Reference no: EM132844802

1) A women's pregnancy is said to be a normally distributed with an average time of 266 day and standard deviation of 16 days. Suppose 64 pregnant women are randomly selected. What is the probability that the average pregnancy time length is between 262 and 270 days?

2) A survey of 100 German shepherd dogs in an animal shelter reveal that the mean weight of a male German shepherd dog is 35kg, with a standard deviation of 5kg.What is the probability that the:

a) Mean weight of a male German shepherd to be between 31.5kg and 37kg.

b) Mean weight of a male German shepherd to be more than 36kg.

c) Mean weight of a male German shepherd to be less than 30 kg.

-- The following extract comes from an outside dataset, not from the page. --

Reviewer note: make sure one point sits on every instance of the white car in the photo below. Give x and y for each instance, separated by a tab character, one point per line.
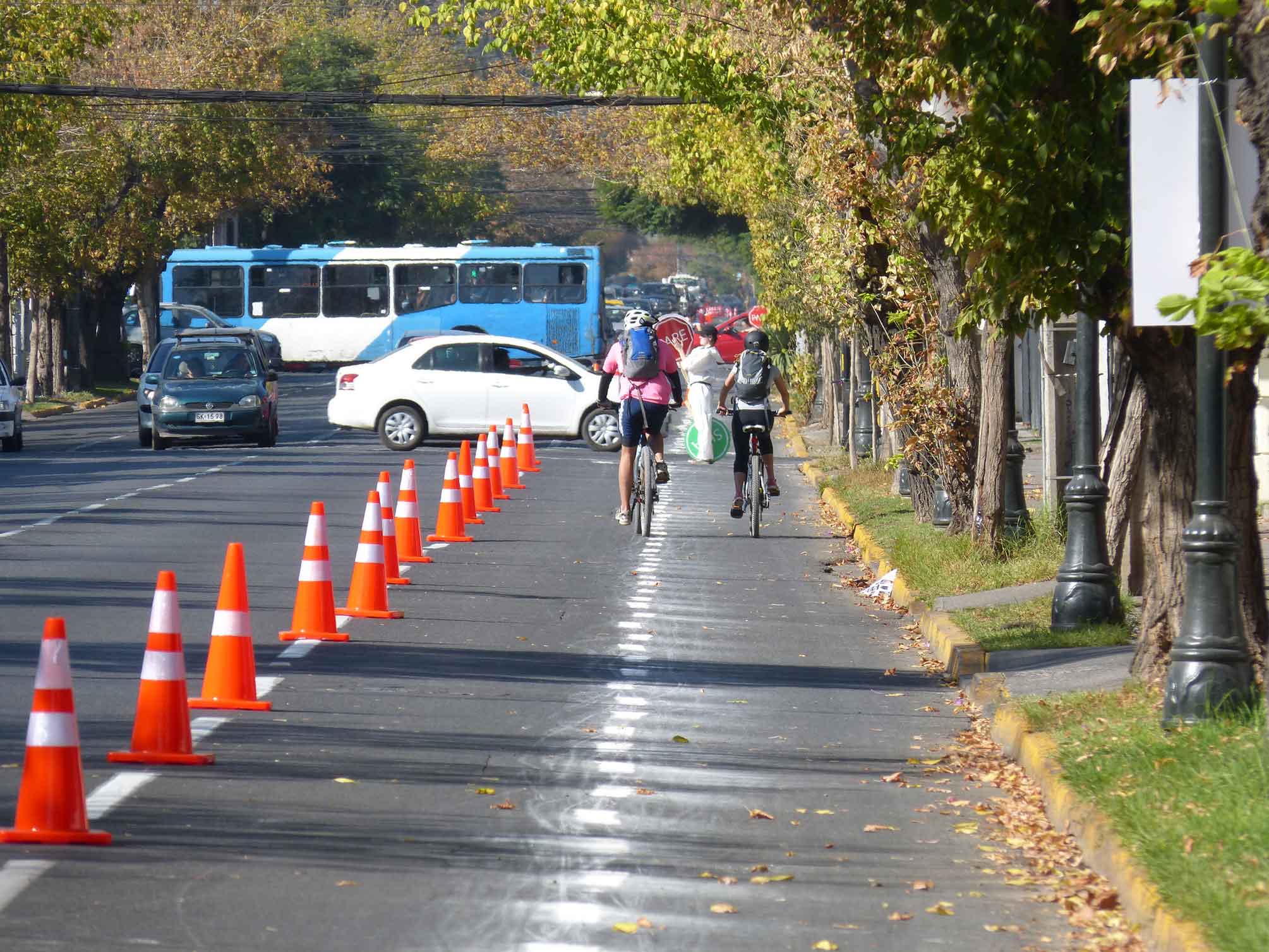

3) A manager in a bottling factory after measures of soda bottles founds that the mean weight is 32,3 ounce(oz) and standard deviation 0,3 ounce. The weight is normally distributed. If a customer is buying a pack of 4 bottles what is the probability the mean weigh of those 4 bottles to be more than 32 ounces. (answer: 0.9082)

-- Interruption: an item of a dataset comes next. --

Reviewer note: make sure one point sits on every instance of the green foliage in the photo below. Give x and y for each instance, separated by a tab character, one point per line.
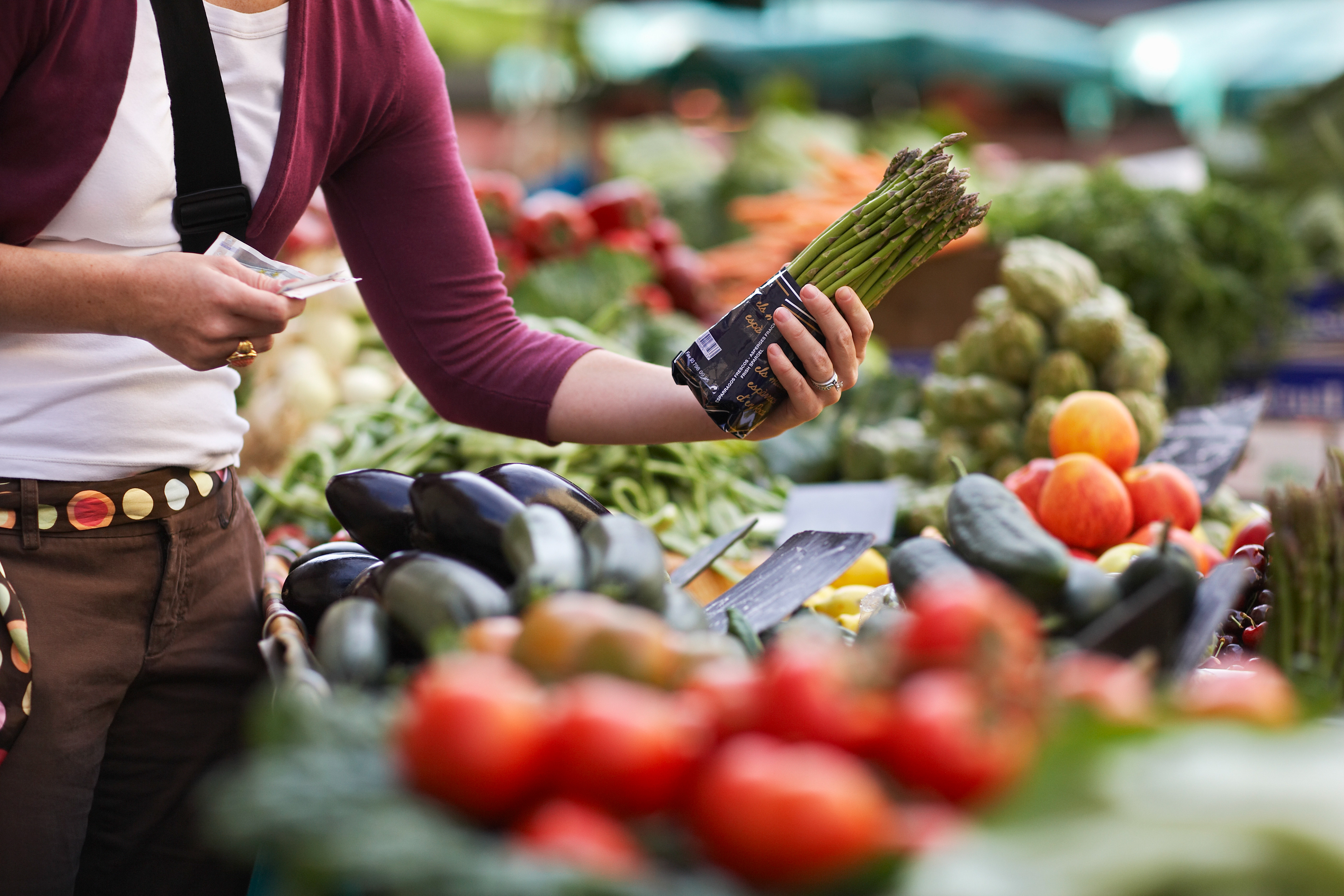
1209	272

4) A random sample of 100 men of the age 23years in a specific city gives mean weight 73.6 kg with standard deviation of 10 kg. Find the 99% confidence interval of the population mean using the sample mean weight of all 23years old men of this specific city.

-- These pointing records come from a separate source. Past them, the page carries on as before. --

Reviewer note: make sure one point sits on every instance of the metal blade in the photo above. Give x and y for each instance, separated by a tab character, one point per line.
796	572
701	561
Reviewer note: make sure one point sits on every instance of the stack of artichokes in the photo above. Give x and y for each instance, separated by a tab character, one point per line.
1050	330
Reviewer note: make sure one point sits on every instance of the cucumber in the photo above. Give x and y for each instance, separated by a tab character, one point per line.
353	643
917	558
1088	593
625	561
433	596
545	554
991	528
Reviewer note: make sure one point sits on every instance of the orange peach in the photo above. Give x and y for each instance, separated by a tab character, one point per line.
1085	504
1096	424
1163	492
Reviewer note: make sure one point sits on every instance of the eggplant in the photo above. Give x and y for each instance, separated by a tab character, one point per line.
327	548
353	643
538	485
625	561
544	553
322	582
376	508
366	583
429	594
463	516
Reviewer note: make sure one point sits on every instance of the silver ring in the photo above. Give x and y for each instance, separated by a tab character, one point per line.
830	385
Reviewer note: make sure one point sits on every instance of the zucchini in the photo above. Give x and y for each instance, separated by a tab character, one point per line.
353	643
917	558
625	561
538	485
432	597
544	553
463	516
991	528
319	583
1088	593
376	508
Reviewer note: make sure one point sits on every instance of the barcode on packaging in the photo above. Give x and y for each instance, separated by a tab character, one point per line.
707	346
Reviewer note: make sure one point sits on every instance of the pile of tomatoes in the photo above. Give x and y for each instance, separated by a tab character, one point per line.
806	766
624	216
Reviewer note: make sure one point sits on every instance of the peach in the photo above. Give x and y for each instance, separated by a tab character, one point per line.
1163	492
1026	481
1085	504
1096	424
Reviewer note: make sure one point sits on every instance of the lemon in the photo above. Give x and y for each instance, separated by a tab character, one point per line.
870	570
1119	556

5) A large industrial complex consist of two factories A and B. A sample of 100 workers from the A factory gave an average time of 30 minutes to complete the specific work with standard deviation of 3 minutes. For the same work in factory B a sample of 120 workers gave average time of 27 minutes with standard deviation of 2 minutes. Calculate for each factory a 95% confidence interval for the average time for the specific work.

6) A random sample of 100 home health visitors reported the number of visits to homes that they did last month. The mean value of the sample was 55 and the standard deviation 11. Find the 80% and 95% confidence interval of the mean number of visits.